Auditor flags drift but coverage is fine: This is an early warning, not an immediate failure. Log it, continue processing, and investigate if drift persists across multiple batches. It may indicate the input distribution has changed (new patient population, new code patterns).
Tier 1 regeneration still fails after max retries: Route to Yellow lane. Do not force the model to produce a plan — a flagged incomplete plan is safer than a hallucinated complete one.
Discrepancy buffer grows unboundedly: Set a buffer size limit or TTL. If cases aren't being resolved by replay, the issue is likely in the prompt or context, not the retry mechanism. Escalate for prompt engineering review.
Confidence scores cluster at extremes (all 0.95 or all 0.50): The model isn't calibrating well. Add few-shot examples showing varied confidence levels with justification, or switch to a model with better inherent calibration.

Limitations

The Auditor can only check structural completeness (are categories present?) — it cannot assess clinical or semantic correctness of the content within each category. A plan that says "follow up with cardiology" for a dermatology patient will pass the coverage check.
Confidence calibration requires accumulated data (50+ episodes minimum) to produce meaningful Brier/ECE metrics.

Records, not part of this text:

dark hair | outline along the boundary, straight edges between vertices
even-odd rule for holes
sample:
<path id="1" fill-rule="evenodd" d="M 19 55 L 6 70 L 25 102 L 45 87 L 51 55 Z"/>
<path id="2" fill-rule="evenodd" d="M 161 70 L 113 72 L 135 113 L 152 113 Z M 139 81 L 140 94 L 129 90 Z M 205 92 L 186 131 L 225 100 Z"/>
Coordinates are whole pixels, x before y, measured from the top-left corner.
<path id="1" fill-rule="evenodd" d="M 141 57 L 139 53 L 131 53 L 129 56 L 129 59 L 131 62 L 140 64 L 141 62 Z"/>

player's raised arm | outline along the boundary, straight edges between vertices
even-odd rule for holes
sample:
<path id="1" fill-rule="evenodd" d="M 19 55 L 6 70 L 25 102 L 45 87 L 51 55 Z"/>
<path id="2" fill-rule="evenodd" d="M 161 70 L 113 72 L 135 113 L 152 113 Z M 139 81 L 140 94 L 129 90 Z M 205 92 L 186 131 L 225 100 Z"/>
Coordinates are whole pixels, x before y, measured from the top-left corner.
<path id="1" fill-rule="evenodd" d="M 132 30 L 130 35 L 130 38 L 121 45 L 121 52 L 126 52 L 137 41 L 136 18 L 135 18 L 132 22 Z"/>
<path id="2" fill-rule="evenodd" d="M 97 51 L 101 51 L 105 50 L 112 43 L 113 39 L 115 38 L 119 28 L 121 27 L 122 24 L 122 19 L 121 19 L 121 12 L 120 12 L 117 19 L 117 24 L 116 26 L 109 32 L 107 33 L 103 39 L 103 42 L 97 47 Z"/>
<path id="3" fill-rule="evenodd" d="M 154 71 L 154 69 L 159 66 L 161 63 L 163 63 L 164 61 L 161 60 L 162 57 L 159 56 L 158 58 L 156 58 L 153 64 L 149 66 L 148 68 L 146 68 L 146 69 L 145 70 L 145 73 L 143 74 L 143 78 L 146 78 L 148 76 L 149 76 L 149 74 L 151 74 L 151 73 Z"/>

Early runs will have noisy calibration numbers.
Tier 2 replay assumes that a second attempt with the same or enriched context will succeed. For fundamentally ambiguous inputs, replay may not help.
The mandatory-category model works best when the output space is well-defined and enumerable. For open-ended creative tasks with no fixed checklist, this pattern adds overhead without proportional benefit.
Drift monitoring via L1 distance is a coarse signal. It detects large distributional shifts but won't catch subtle quality degradation within categories.

Reference

Paper: Wu, K., Nagori, A., & Kamaleswaran, R. (2026). "Planner-Auditor Twin: Agentic Discharge Planning with FHIR-Based LLM Planning, Guideline Recall, Optional Caching and Self-Improvement." arXiv:2601.21113v1

Look for: Table 1 ablation results showing the impact of each component (baseline 32% -> self-improve 86% -> replay 100% coverage), the formal definitions of Brier/ECE/drift metrics, and the Green/Yellow/Red triage routing logic.